DecisionTreeClassifier()

In [14]:
pre_deci=decitrr.predict(X_test)

In [15]:
decitrr.score(X_test,y_test)

0.8974358974358975

In [42]:
acc=accuracy_score(pre_deci,y_test)

In [43]:
cf=confusion_matrix(pre_deci,y_test)

In [44]:
print("\nDecision Tree")
print("Confusion Matrix")
print(cf)
print("Accuracy: "+"{:.2%}".format(acc))


Decision Tree
Confusion Matrix
[[ 26   5]
 [ 11 114]]
Accuracy: 89.74%


# Random Forest

In [35]:
rf=RandomForestClassifier(criterion='gini',bootstrap=False, max_depth=50, max_features=5,
                       n_estimators=10)
rf.fit(X_train, y_train)

RandomForestClassifier(bootstrap=False, max_depth=50, max_features=5,
                       n_estimators=10)

In [36]:
rf.predict(X_test)

array([1, 0, 1, 1, 1, 1, 1, 1, 1, 1, 1, 0, 1, 1, 0, 1, 0, 1, 1, 1, 1, 1,
       1, 1, 1, 0, 0, 1, 1, 1, 1, 1, 1, 1, 1, 1, 1, 0, 1, 0, 1, 0, 0, 0,
       1, 1, 1, 1, 0, 1, 1, 1, 1, 1, 1, 1, 1, 0, 1, 0, 1, 0, 1, 1, 0, 1,
       1, 1, 1, 1, 0, 1, 1, 1, 1, 1, 1, 0, 1, 1, 1, 1, 1, 0, 1, 1, 0, 1,
       1, 1, 1, 1, 1, 0, 1, 1, 1, 1, 0, 1, 1, 1, 1, 1, 1, 1, 1, 0, 1, 1,
       0, 1, 1, 1, 0, 0, 0, 1, 0, 1, 1, 1, 1, 1, 1, 1, 1, 1, 0, 1, 1, 0,
       1, 1, 1, 1, 1, 1, 1, 1, 1, 0, 1, 1, 1, 1, 1, 1, 1, 1, 1, 1, 1, 1,
       1, 1], dtype=int64)

In [37]:
pre_rf=rf.predict(X_test)

In [38]:
rf.score(X_test,y_test)

0.9230769230769231

In [47]:
acc1=accuracy_score(pre_rf, y_test)

In [48]:
cf1=confusion_matrix(pre_rf,y_test)

In [49]:
print("\nRandom Forest")
print("Confusion Matrix")
print(cf1)
print("Accuracy: "+"{:.2%}".format(acc1))


Random Forest
Confusion Matrix
[[ 28   3]
 [  9 116]]
Accuracy: 92.31%


# Adaboost

In [50]:
abc=AdaBoostClassifier(learning_rate=1)
abc.fit(X_train, y_train)

AdaBoostClassifier(learning_rate=1)

In [51]:
abc_pre=abc.predict(X_test)

In [52]:
abc.score(X_test,y_test)

0.9102564102564102

In [53]:
acc2=accuracy_score(abc_pre, y_test)

In [54]:
cf2=confusion_matrix(abc_pre,y_test)

In [55]:
print("\nAdaBoost")
print("Confusion Matrix")
print(cf2)
print("Accuracy: "+"{:.2%}".format(acc2))


AdaBoost
Confusion Matrix
[[ 28   5]
 [  9 114]]
Accuracy: 91.03%


# Logistic Regression

In [56]:
lr=LogisticRegression(C=2)
lr.fit(X_train,y_train)

STOP: TOTAL NO. of ITERATIONS REACHED LIMIT.

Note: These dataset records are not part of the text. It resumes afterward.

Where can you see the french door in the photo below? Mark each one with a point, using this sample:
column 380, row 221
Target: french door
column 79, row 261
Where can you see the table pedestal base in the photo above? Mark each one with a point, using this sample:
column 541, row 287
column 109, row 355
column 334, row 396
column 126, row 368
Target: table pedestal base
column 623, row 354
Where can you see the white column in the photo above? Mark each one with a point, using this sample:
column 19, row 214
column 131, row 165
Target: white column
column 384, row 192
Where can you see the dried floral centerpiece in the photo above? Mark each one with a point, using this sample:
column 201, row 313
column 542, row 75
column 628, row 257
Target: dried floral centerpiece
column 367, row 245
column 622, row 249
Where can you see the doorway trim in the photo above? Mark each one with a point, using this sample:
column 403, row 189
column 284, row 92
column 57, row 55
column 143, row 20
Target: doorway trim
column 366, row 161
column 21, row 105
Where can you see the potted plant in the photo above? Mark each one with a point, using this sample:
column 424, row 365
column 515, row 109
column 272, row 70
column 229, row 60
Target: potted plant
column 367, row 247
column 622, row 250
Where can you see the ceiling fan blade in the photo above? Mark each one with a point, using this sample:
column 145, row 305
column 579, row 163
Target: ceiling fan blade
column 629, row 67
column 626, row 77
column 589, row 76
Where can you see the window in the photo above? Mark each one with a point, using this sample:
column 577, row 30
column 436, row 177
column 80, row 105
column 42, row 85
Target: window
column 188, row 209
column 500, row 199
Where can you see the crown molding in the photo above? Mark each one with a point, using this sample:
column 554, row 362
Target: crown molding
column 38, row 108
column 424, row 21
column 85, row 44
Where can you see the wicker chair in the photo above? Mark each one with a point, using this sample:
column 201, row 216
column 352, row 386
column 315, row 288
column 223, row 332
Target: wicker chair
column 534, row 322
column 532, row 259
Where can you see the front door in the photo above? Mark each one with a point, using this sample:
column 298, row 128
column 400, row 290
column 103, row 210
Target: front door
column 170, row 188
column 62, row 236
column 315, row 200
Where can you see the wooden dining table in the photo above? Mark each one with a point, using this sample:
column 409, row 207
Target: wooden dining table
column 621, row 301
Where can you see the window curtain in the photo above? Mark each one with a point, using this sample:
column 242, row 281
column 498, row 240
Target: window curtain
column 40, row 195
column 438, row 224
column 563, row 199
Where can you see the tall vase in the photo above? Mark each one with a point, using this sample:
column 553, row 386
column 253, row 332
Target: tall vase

Increase the number of iterations (max_iter) or scale the data as shown in:
    https://scikit-learn.org/stable/modules/preprocessing.html
Please also refer to the documentation for alternative solver options:
    https://scikit-learn.org/stable/modules/linear_model.html#logistic-regression
  n_iter_i = _check_optimize_result(


LogisticRegression(C=2)

In [57]:
predictionlr=lr.predict(X_test)

In [58]:
lr.score(X_test,y_test)

0.9102564102564102

In [62]:
acc3=accuracy_score(predictionlr, y_test)

In [63]:
cf3=confusion_matrix(predictionlr,y_test)

In [65]:
print("\nLogisticRegression")
print("Confusion Matrix")
print(cf3)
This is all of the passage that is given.